In places where unions have resisted efforts to remove police from schools, Dianis said, they have focused on how suspending or expelling students is often the most expedient option in schools that lack the resources to otherwise intervene or support students. The single most helpful thing the unions could do nationally, she added, would be to simply call for police-free schools; Dianis said the AFT’s June resolution “misses the mark” and represents the political challenges her group has sometimes experienced when working with labor groups.
“We’ve been massaging the relationship with the teachers’ union for about 20 years,” she added.
El-Mekki said problems in both police and teachers’ unions with respect to race come “from the same rotten tree.” And when unions don’t prioritize Black students’ needs, he said, that constitutes “misconduct” of a very serious kind even if it does not constitute physical harm.
“Show me Black Lives Matter in the policies that you advocate for. Black Lives Matter is more than about the hashtag. It’s about how our students are performing based on your membership’s work,” he said.
Yet Dianis didn’t agree with the idea that teachers’ unions were essentially simpatico with their police counterparts in how they interact with certain students. “They come at it from a caring lens,” Dianis said of teachers in general. “That’s not where law enforcement comes from.”
The evolution of teacher evaluations in recent years might also indicate that teachers’ unions are well-positioned to defend themselves against broad political attacks on their influence in the current moment.
The number of states incorporating student-growth data from assessments into teacher evaluations grew from 15 in 2009 to 43 in 2015, alongside a growing emphasis on educator accountability policies from the Obama administration and officials from both parties.
But pushback from the AFT and NEA—neither of which endorsed Obama in the 2008 Democratic primary—in response to accountability policies linked to test scores grew as well, and likely had an effect on the retreat of those policies. From 2015 to 2019, 30 states rescinded one or more of their policies about teacher evaluation; 10 states and the District of Columbia dropped requirements for student-growth data to factor into teacher evaluations.
In the realm of pure politics, the AFT and NEA took a relatively cautious approach to the 2020 presidential primary; neither endorsed former Vice President Joe Biden until he had all but wrapped up the Democratic nomination. Yet in May, both Weingarten and NEA President Lily Eskelsen García were picked to join a task force on policy issues that will provide input to Biden.
And after prominent clashes during the Obama administration, Democratic candidates in this election cycle have also avoided talking about teacher accountability, instead calling on more funding for schools and support for teachers.
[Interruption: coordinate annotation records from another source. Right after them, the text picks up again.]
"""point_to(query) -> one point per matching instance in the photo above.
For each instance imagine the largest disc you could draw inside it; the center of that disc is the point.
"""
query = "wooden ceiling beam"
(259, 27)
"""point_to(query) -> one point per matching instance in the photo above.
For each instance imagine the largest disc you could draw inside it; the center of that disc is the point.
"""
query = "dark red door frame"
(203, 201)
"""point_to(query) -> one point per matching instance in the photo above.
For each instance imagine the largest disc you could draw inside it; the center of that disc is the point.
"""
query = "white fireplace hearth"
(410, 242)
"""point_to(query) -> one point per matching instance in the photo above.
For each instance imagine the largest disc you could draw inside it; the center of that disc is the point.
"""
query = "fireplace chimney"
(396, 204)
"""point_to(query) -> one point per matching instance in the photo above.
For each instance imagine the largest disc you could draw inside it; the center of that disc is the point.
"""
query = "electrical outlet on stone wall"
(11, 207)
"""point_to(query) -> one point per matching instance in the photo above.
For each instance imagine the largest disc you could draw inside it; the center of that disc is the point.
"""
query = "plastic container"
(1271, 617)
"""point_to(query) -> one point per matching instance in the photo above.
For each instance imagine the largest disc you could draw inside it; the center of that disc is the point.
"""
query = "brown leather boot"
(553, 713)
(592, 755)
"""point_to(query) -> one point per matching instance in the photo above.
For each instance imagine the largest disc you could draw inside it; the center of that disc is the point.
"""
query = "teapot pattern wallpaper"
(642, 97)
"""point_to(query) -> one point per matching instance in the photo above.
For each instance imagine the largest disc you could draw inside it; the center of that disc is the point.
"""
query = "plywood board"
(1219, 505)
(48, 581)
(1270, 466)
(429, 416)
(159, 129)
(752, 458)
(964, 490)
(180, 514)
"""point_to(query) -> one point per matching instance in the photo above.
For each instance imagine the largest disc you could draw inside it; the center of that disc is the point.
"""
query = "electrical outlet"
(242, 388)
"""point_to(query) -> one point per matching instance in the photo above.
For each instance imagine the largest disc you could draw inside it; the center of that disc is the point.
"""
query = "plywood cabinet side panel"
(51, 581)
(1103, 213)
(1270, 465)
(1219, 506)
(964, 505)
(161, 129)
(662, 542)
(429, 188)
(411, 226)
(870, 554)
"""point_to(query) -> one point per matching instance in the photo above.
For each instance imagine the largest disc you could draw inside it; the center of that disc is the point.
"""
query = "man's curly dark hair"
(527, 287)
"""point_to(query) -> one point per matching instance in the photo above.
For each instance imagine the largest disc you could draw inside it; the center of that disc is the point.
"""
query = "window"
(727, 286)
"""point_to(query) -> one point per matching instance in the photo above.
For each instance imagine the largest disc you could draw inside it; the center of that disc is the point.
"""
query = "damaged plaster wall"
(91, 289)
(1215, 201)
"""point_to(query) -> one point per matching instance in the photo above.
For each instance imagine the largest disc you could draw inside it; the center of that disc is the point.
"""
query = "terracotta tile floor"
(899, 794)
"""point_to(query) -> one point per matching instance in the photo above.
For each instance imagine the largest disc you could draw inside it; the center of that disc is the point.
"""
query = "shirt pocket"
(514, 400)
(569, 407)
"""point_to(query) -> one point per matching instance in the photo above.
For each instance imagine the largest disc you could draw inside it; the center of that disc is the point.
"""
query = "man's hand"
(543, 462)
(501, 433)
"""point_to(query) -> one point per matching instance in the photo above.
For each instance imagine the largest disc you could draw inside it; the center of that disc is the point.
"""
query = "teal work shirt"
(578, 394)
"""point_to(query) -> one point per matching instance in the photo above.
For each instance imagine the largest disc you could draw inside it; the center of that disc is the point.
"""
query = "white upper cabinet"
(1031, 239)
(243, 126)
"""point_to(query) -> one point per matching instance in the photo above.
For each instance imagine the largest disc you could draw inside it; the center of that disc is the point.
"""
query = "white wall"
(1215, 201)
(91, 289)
Bruno of the University of Illinois said conservative groups could use greater scrutiny of police unions as a springboard for a bigger attack on labor, including teachers’ unions. How successful they’ll be, he said, is another issue.
“I do think those groups will look at this question of taking protections away from bad cops as an opportunity to translate that into other public sector workplaces, to make an argument that collective bargaining rights for public sector unions [are] illegitimate,” Bruno said. “I don’t see teachers’ unions as vulnerable on the actual substance.”
In Vilson’s view, the recent focus on police unions can help inform how people think about teachers’ unions, but that the comparison shouldn’t define the conversation.
“When it comes to the day-to-day operations of what teachers do, it becomes more complicated,” he said.